A “cabana do Terror” é o microcosmo perfeito da democracia americana. Aqui temos, de novo, uma representação da genialidade da película. Ao juntar vários extratos sociais distribuídos entre personagens diferentes, Quentin Tarantino cria um pequeno embate entre a política representativa e aquela que privilegia determinados grupos sociais. Mexicanos, negros, mulheres, brancos, racistas, europeus colonizadores.  Está tudo ali. Uma aula da história americana se você prestar atenção nas entrelinhas.
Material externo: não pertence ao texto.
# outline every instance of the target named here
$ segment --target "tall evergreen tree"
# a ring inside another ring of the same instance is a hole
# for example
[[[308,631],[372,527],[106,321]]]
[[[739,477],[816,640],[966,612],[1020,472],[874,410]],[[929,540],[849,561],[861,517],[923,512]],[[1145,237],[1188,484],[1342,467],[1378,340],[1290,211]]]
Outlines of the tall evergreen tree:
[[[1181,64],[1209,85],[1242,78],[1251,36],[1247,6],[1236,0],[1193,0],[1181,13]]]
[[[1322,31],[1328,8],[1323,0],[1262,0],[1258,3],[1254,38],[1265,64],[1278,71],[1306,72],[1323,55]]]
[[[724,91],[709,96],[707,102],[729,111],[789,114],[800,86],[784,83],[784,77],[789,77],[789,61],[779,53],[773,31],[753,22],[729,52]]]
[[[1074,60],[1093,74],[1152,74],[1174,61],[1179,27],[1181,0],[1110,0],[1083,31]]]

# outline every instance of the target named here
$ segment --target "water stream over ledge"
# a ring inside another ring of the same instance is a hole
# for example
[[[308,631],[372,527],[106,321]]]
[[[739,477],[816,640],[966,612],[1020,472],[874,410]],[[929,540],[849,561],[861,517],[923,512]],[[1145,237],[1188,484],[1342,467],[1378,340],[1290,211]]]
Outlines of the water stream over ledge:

A propensão do filme ao gore e a histeria não é por acaso. O autor atira nas referências à Don Siegel e Sergio Leone, e também acerta em Dario Argento e Lucio Fulci. Os embates de sangue são desenhados com uma costura narrativa impressionante. E diálogos afiadíssimos, como de habitual.  Tarantino não tem pressa em criar um clímax para a história, se é que ele existe. E tome flashbacks, tensões não-realizadas e variações entre closes e planos abertos. Referências sempre presentes em um autor que não tem medo de se reinventar mantendo seu avatar no devido status quo. Ao manipular seus conceitos de ética e violência, Tarantino é tão odiado quanto seus personagens. Mas pode ser amado na mesma proporção, graças ao seu cinismo por trás das câmeras. E nesse exemplar temos um diretor transformando o barulho, provocado pelos pesados grilhões que o prendem ao seu passado no cinema, em música.